Malgré les barrières linguistiques et culturelles, nous avons une histoire et nous sommes un peuple. Et en tant que région, nous avons une dette culturelle inestimable envers Haïti. En effet, alors que la plupart des pays du Caricom n’ont obtenu leur indépendance que dans les années 1960 et 1970, Haïti a déclaré son indépendance en 1804 et a été la première lueur d’espoir des Caraïbes pour se libérer de l’esclavage et de la colonisation. Les actes de héros tels que Toussaint Louverture sont gravés dans la pierre ; ils sont connus de tous les enfants des Caraïbes qui étudient l’histoire de notre région à l’école.
Nous devons commencer à rembourser cette dette et à remplir nos obligations à l’égard d’Haïti, ce qui, en retour, sera très bénéfique pour les Caraïbes.
La volonté politique d’Haïti de nouer des liens plus étroits avec les Caraïbes au sens large ne fait aucun doute. La population haïtienne accepte toute aide qui lui est apportée. Cependant, le temps a prouvé que la communauté internationale a l’intention de maintenir Haïti dans une situation de dépendance vis-à-vis de l’aide étrangère. Il incombe donc à la Caricom, qui a une histoire commune avec Haïti et qui peut s’aligner sur les luttes de ce pays, de prendre les rênes avec Haïti pour le sortir des griffes de l’extrême pauvreté et de la criminalité.
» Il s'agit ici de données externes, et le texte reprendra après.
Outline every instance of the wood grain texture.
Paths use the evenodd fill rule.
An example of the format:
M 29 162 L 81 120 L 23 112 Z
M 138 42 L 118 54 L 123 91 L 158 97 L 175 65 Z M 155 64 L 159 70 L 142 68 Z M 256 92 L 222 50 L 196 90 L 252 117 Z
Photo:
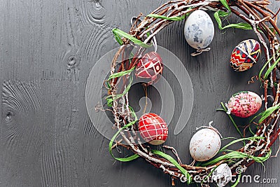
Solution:
M 0 186 L 171 186 L 169 177 L 141 159 L 129 163 L 113 160 L 108 151 L 108 140 L 92 125 L 85 102 L 91 69 L 118 46 L 111 29 L 127 31 L 131 17 L 147 14 L 164 2 L 1 1 Z M 279 3 L 272 4 L 276 11 Z M 238 19 L 232 16 L 229 20 Z M 176 148 L 186 163 L 192 162 L 188 142 L 197 127 L 214 120 L 223 137 L 238 137 L 226 115 L 216 111 L 220 102 L 242 90 L 262 92 L 258 83 L 247 83 L 262 67 L 263 57 L 246 73 L 234 72 L 229 63 L 234 46 L 255 36 L 250 31 L 220 31 L 216 24 L 215 28 L 211 50 L 195 57 L 190 56 L 193 49 L 184 39 L 183 22 L 157 36 L 160 46 L 183 62 L 192 82 L 195 102 L 189 122 L 180 134 L 170 134 L 166 143 Z M 173 90 L 180 90 L 171 72 L 164 76 L 173 78 Z M 140 109 L 136 101 L 140 98 L 133 96 L 142 92 L 141 88 L 132 89 L 133 104 Z M 176 107 L 171 124 L 176 123 L 181 111 L 182 96 L 174 92 Z M 159 99 L 155 89 L 149 89 L 148 95 L 154 106 Z M 238 123 L 246 124 L 246 120 L 238 120 Z M 171 125 L 170 132 L 174 128 Z M 239 186 L 279 186 L 276 166 L 279 164 L 279 158 L 271 158 L 265 164 L 265 172 L 261 165 L 255 164 L 246 173 L 277 179 L 278 184 Z M 176 182 L 176 186 L 186 186 Z

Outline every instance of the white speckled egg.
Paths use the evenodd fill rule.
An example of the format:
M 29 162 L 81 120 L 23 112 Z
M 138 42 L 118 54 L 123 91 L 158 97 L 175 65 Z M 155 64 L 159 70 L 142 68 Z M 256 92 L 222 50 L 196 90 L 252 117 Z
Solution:
M 256 93 L 241 91 L 233 95 L 227 102 L 230 113 L 237 117 L 248 118 L 260 110 L 262 99 Z
M 206 48 L 214 36 L 214 25 L 210 16 L 201 10 L 192 12 L 186 20 L 184 35 L 192 48 Z
M 206 161 L 212 158 L 220 148 L 220 135 L 210 128 L 197 131 L 190 142 L 190 153 L 197 161 Z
Il existe une importante main-d’œuvre bon marché à exploiter. Il existe un marché de 12 millions de personnes qui pourraient acheter des biens et des services aux autres pays des Caraïbes. Créons à notre tour un marché pour les produits haïtiens, afin d’encourager la production. Des bourses d’études et des programmes d’échange scolaire pour l’éducation des enfants, des médecins caribéens sans frontières pour les soins de santé des malades et des personnes âgées.
Pour atteindre ces objectifs, nous devons cesser de regarder vers l’extérieur et nous tourner vers l’intérieur. Nous devons revigorer notre sentiment de fierté nationale. Nos professionnels qualifiés doivent s’engager à développer la région des Caraïbes. L’expertise qu’ils ont acquise localement et à l’étranger est essentielle et doit être utilisée pour permettre aux Caraïbes de faire un bond en avant dans leur rythme de développement.
En soutenant le peuple haïtien, nous devons cesser d’ignorer les crimes des acteurs étrangers et de l’élite haïtienne corrompue. (Nous comprenons qu’en ce qui concerne cette dernière, cela peut être plus difficile puisque tous les pays des Caraïbes semblent abriter leur propre élite corrompue).
Cependant, tout ce qui doit être fait doit être fait. Il n’y a aucune raison pour qu’un pays situé sous le magnifique soleil des Caraïbes ait des enfants affamés.
Qui sait ? Si la région des Caraïbes peut résoudre les problèmes d’Haïti, elle pourrait bien résoudre son propre problème d’insignifiance sur la scène mondiale.